Vainqueur de l’EuroCup, le Paris Basketball dans la cour des grands !

Six ans après sa création, Paris remporte l’EuroCup !

Crédit photo : Julie Dumélié

Dans l’angle mort de T.J. Shorts et Tuomas Iisalo, assis sur l’estrade de la conférence de presse, Nadir Hifi s’est tapi dans l’ombre, son litre de Vittel à la main. Masque de ski sur le visage, filet d’Ékinox autour du cou, le sniper franco-algérien attendait le signal. Celui de tous ses coéquipiers, tout autant équipés en bouteilles d’eau, agglutinés dans le sas d’entrée, prêts à venir arroser le MVP et le coach. Le feu vert est venu d’… Amara Sy, le premier à venir doucher l’entraîneur finlandais, malgré ses timides suppliques. Pour finir dans un joyeux chaos dans le centre d’entraînement de la JL Bourg, debout sur la table à scander le nom d’Iisalo.

« Tu crois que Nadir ressent la pression ? »

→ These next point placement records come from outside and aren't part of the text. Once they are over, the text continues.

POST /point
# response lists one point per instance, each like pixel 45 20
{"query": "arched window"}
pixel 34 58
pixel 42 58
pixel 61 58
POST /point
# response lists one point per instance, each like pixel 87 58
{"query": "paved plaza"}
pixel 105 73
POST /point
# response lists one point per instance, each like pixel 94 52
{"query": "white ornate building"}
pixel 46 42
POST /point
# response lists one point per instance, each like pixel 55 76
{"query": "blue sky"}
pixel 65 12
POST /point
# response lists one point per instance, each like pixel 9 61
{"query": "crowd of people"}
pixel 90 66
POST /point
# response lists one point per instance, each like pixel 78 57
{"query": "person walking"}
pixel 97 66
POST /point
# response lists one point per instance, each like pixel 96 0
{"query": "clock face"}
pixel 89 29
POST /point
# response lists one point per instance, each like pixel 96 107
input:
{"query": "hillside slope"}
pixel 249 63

Encore en Nationale 3 il y a quatre ans, Nadir Hifi avait bien mérité cet instant de folie. « Tu crois que Nadir ressent la pression ? », a demandé Tuomas Iisalo à T.J. Shorts, assis à ses côtés. « Absolument pas », a répondu le lutin californien. « C’est ça, il n’a aucune idée de ce que c’est », s’est esclaffé le Scandinave. L’enfant d’Illkirch-Graffenstaden, scotché à 6 points à 1/5 à la mi-temps, l’a encore prouvé à Ékinox, auteur de deux gros shoots d’affilée pour offrir le premier écart de la soirée à Paris (52-58, 26e minute) et surtout du tir assassin. Alors que le chrono des 24 secondes s’égrenait doucement et que JeQuan Lewis se précipitait pour lui obstruer la vue, l’Alsacien a armé à 7 mètres à 117 secondes du buzzer final (76-83, 39e minute). Ficelle, évidemment, le regard habité, tourné vers la centaine de supporters parisiens, les deux bras tendus. Non, cet homme ne ressent vraiment pas la pression.

Mikael Jantunen, l’homme des gros shoots en fin de match (photo : Sébastien Grasset)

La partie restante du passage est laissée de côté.